Maggie House- Published November 15, 2023

How pets are treated in family law proceedings is an issue dear to my heart.  My animals are my family.  I love, love, love dogs, cats, bunnies, and all of the furry critters that will let me pet them (and even the ones who don’t). I understand how pets – as cherished and loved members of our families – can become the subject of hotly-disputed battles when partners separate. So, who keeps Fido when a relationship ends?
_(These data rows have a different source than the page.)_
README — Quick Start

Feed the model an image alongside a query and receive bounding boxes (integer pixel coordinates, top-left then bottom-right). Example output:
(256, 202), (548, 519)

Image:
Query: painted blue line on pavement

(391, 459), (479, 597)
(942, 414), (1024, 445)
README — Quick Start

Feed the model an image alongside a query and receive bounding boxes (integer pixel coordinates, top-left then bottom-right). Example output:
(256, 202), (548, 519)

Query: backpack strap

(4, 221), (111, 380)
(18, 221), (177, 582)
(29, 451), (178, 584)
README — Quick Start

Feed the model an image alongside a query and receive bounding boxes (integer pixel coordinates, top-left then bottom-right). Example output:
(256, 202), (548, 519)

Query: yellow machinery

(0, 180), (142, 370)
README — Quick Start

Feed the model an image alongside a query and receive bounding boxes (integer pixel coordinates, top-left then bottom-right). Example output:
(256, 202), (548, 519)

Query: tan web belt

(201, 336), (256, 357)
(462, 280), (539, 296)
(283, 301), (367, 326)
Changes to our Province’s Family Law Act, coming into force on January 15, 2024, introduce new factors that judges must consider in making a determination about companion animals.


Property division in family law matters is the exclusive domain of the Supreme Court of B.C. Traditionally, pets have been treated like any other “property”. Currently, a family law dispute about pets would require an application to the B.C. Supreme Court for a determination about who gets to keep the animals. 
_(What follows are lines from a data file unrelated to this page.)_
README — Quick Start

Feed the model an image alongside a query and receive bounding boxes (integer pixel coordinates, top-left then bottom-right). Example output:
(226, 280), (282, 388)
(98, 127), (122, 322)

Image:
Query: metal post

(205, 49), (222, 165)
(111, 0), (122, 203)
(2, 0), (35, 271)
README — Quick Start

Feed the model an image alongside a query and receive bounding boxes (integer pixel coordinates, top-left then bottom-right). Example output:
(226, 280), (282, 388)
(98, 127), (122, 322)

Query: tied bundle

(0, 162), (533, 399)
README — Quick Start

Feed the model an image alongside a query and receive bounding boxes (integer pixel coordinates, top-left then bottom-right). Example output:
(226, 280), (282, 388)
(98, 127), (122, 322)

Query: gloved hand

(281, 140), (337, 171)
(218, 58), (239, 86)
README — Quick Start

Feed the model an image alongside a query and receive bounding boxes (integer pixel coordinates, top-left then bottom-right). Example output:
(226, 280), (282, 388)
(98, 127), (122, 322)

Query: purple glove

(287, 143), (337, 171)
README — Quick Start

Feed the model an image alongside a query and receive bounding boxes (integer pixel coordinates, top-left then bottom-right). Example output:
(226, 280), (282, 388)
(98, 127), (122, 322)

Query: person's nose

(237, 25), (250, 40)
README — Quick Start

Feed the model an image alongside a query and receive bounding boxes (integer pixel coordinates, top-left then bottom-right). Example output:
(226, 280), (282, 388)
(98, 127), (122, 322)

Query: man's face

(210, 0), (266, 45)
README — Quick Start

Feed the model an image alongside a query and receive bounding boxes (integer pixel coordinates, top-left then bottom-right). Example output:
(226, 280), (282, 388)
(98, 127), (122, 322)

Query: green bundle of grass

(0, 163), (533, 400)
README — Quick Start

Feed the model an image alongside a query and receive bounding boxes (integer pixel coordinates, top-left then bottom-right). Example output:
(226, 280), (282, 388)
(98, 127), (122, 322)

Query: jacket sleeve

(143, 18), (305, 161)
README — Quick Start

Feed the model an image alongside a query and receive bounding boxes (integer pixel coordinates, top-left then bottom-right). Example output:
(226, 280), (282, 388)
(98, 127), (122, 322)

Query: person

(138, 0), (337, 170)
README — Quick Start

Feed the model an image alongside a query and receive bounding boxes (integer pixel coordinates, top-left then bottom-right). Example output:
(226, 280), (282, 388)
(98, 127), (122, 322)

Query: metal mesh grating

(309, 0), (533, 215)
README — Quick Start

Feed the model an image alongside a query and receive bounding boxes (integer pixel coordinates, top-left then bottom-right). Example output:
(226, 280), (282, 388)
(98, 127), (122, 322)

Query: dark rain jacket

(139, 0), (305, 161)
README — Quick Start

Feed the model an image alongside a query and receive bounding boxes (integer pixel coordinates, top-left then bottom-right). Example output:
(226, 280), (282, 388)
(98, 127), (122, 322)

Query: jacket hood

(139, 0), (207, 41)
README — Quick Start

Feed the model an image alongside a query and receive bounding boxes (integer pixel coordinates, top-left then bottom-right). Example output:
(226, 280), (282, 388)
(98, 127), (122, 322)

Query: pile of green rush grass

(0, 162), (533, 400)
Treating pets like any other property can be problematic for a lot of reasons, but – as pet owners know – our dogs, cats, bunnies and other furry friends hold much more value and sentiment than a chair or a car or other piece of “property” to be divided between separating partners.  Pets are living, breathing creatures with intrinsic worth, with nuanced individual personalities, and capable of forging deep and meaningful relationships with their guardians.  So the way we have been doing things – by applying a purely proprietary lens – can be inappropriate and insensitive. Under the current regime, the court’s assessment of allocating ownership and possession of pets after separation can be boiled down to: who has the stronger claim to the property?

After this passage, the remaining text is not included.